Mahen Utchanah, Campaign Manager de la défunte alliance PTr-MMM au n°7.

«Cinq personnes ont été placées en état d’arrestation trois mois avant la déposition au complet de Pravind Jugnauth dans le cadre d’un viol de l’ICT Act.» Déclaration du chef inspecteur (CI) Rughunundun, du Central Criminal Investigation Department (CCID), hier, mercredi 27 février, dans le cadre du procès en réclamation de dommages de Rs 500 000 qu’intentent Mahendra Utchanah et son fils Manindra à l’État et au commissaire de police pour arrestation arbitraire.

Le Campaign Manager de la défunte alliance PTr-MMM et son fils avaient été arrêtés en 2015, sous deux accusations provisoires de complot. La police les soupçonnait d’avoir diffusé une bande sonore préjudice à Pravind Jugnauth, sa femme et ses deux  filles lors d’un meeting public, le 8 décembre 2014.

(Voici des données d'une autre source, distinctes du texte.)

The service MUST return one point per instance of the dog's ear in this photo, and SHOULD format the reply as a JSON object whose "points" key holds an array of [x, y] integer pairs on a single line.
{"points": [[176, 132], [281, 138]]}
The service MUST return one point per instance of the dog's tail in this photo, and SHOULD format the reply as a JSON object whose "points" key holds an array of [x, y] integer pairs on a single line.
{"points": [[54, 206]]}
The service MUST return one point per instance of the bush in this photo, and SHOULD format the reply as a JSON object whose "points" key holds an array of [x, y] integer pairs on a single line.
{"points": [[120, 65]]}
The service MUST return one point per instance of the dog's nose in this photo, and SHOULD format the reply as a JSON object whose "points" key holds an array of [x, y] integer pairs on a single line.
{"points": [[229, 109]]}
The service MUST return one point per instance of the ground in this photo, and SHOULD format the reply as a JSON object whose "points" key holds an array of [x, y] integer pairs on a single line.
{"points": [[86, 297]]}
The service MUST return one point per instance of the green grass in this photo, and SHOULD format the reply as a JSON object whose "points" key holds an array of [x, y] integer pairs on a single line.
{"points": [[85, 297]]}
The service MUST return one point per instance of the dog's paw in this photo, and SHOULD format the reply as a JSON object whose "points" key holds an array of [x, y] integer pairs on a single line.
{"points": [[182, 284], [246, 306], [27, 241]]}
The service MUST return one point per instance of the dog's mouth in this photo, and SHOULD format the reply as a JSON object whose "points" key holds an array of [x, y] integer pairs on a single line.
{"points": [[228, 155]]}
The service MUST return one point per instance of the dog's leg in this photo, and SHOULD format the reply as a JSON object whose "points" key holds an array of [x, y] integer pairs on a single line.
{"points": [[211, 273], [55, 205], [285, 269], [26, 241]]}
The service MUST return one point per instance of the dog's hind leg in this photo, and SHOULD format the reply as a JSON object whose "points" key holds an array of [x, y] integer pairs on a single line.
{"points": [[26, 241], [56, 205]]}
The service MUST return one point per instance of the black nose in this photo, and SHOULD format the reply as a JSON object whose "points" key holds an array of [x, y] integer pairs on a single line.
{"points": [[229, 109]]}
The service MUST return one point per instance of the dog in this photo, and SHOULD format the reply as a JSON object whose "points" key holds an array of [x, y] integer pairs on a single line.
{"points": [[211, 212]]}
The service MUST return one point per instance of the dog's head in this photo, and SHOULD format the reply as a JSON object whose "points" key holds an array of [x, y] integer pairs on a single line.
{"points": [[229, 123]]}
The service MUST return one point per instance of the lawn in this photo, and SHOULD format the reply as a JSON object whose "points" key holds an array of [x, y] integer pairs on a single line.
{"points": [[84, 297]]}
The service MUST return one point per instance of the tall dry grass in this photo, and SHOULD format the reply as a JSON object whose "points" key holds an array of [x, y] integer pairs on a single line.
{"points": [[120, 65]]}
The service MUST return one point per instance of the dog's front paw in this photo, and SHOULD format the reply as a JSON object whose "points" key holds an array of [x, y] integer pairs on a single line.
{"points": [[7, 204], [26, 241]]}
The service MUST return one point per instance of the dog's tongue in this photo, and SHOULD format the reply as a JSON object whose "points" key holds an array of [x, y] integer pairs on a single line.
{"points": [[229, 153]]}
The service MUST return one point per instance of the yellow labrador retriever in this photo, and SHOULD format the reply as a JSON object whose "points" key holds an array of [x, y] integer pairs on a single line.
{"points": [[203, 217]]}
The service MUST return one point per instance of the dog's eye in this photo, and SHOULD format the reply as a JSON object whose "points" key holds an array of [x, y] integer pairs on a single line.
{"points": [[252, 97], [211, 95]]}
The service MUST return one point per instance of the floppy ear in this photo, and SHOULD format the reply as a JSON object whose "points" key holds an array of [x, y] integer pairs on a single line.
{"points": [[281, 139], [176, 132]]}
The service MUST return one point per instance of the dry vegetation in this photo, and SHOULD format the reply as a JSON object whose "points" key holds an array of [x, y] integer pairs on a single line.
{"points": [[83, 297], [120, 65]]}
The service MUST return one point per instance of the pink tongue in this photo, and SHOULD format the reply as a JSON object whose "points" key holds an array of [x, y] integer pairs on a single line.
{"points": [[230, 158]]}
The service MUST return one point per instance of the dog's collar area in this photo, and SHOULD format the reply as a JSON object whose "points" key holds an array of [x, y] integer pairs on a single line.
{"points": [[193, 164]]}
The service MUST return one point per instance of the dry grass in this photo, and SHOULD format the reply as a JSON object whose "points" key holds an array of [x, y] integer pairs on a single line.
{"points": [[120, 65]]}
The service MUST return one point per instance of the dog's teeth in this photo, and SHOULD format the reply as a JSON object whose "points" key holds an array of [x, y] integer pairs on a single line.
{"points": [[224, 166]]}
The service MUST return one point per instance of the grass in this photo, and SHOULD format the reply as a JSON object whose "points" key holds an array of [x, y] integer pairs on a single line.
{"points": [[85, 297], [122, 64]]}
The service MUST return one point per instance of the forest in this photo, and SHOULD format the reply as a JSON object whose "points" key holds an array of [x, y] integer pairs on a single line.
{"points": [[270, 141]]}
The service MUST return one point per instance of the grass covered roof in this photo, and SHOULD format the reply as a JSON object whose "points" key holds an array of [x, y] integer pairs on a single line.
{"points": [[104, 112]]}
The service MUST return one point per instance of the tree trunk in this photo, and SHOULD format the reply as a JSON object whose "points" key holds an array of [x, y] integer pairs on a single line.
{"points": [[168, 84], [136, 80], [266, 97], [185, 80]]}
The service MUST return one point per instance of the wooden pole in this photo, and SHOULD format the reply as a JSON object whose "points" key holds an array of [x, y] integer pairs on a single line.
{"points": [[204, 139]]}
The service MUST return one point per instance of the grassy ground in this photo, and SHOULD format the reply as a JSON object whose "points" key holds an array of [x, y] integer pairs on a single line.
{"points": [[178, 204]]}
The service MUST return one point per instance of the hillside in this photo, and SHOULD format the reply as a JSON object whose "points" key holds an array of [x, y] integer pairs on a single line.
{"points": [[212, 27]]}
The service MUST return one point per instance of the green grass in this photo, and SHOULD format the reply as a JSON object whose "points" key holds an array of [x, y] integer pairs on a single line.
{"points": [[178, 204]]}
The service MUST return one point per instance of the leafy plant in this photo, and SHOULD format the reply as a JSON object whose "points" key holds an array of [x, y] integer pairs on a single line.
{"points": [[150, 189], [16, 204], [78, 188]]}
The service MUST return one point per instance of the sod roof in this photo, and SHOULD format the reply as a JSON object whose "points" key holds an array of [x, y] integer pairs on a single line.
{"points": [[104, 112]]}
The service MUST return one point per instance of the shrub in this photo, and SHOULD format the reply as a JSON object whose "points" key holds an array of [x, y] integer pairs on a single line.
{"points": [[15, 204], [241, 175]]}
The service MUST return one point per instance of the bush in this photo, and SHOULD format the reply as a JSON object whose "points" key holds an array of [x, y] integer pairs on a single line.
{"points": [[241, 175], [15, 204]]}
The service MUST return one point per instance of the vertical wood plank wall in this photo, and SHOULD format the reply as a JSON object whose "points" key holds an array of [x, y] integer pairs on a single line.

En cour, le CI Rughunundun, qui avait agi sous les instructions du chef du CCID d’alors, Heman Jangi, a indiqué que l’enquête n’est pas encore bouclée, bien que les accusations aient été rayées devant la cour de district de Rivière-du-Rempart. «I put it to you that this complaint has benefited from a favourable treatment ?» lui a demandé Me Ashley Ramdass, qui représente les plaignants. Ce à quoi il a répondu par la négative. Me Ramdass l’a confronté à une autre question. Il a indiqué que lorsqu’il faisait partie de l’opposition, Pravind Jugnauth avait fait une entrée auprès du poste de police de Vacoas contre les plaignants pour actes diffamatoires, malicieux et vexatoires. «Ce n’est que lorsqu’il a été élu membre du Parlement après les élections du 10 décembre 2014 que le dossier a été référé au CCID», a répondu le CI Rughundun.

Pressé de questions, il a révélé que tous les cas de violation de l’ICT Act ne sont pas normalement référés au CCID. «Does a regular police complaint depend on political status of complainant ?», lui a lancé l’avocat Ramdass.

Le témoin n’a pas non plus été en mesure d’expliquer si c’est une pratique courante de la police de procéder à l’arrestation des suspects, bien avant qu’une déposition soit faite en bonne et due forme. Avant de révéler, suite à une autre question, que la police a recueilli la déposition de Pravind Jugnauth à son domicile, le 17 mars 2015, alors que telle n’est pas une pratique de la police. Poussant ainsi Me Ramdass à déclarer : «I put it to you that there was an excès de zèle from the police because that complainant was later made minister of this government?»